Israel has been receiving international plaudits for its record-setting COVID-19 vaccine rollout. An enviable 60 percent of Israelis have gotten at least one shot. But I belong to the population that can't celebrate this remarkable campaign: I am a Palestinian from Gaza. Conspicuously absent from the five million Israelis lucky enough to get the vaccine were Palestinians living under occupation in the West Bank and under military blockade in the Gaza Strip.

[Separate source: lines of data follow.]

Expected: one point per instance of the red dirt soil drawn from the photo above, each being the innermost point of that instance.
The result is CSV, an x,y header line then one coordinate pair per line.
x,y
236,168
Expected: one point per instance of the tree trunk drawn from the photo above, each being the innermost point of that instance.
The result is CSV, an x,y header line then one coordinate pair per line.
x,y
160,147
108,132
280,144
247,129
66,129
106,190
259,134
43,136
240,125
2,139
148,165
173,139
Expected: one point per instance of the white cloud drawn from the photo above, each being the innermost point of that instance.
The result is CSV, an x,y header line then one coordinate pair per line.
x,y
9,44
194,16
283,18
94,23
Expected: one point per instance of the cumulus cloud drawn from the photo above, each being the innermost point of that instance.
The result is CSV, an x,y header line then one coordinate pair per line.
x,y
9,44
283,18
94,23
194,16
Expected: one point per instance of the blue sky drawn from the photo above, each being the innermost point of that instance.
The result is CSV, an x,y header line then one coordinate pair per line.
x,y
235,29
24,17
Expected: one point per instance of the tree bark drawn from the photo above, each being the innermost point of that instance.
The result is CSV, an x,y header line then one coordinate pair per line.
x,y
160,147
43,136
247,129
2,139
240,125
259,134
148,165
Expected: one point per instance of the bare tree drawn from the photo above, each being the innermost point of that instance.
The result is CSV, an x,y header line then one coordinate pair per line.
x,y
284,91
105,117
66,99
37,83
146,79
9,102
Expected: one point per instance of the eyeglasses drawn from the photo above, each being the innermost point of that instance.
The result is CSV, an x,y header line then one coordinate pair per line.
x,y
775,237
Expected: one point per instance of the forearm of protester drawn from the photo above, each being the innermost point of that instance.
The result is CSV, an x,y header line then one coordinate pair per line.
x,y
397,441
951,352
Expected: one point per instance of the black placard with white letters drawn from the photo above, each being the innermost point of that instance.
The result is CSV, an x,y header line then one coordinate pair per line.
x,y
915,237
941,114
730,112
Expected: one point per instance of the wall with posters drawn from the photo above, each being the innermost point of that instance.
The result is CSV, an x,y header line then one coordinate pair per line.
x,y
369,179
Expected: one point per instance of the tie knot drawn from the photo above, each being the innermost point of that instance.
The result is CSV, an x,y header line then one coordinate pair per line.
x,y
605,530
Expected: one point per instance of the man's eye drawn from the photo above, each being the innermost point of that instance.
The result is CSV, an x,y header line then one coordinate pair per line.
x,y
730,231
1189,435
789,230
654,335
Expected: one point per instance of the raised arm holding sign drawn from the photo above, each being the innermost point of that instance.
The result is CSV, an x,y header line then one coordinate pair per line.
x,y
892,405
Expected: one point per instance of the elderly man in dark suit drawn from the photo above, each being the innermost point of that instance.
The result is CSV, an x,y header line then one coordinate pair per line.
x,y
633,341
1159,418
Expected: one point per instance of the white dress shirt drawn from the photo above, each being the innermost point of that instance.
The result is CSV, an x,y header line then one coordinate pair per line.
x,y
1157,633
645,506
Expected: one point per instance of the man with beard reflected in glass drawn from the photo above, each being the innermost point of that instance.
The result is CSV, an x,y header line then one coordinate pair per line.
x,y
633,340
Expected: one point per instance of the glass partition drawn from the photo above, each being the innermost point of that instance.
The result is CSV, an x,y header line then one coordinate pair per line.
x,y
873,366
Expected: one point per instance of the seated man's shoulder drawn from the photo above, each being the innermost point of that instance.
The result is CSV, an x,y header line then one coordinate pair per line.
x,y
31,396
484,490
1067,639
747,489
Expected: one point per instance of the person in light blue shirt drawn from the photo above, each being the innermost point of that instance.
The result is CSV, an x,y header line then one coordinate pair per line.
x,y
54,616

Israel's vaccination effort covered citizens and residents, including Arab Israeli citizens and Palestinian residents of East Jerusalem, even beyond the security barrier. In late January, Israel also gave the Palestinian Authority 5,000 Pfizer shots, and three and a half months into its vaccination campaign, Israel also offered vaccines to 100,000 Palestinians working in Israel or in settlements in the West Bank.

But if a Palestinian living in the West Bank under Israeli military occupation, or living in Gaza under Israel's punishing military blockade, presented himself to the nearest Israeli checkpoint without proof that they worked in Israel and requested a vaccine, they would be turned away.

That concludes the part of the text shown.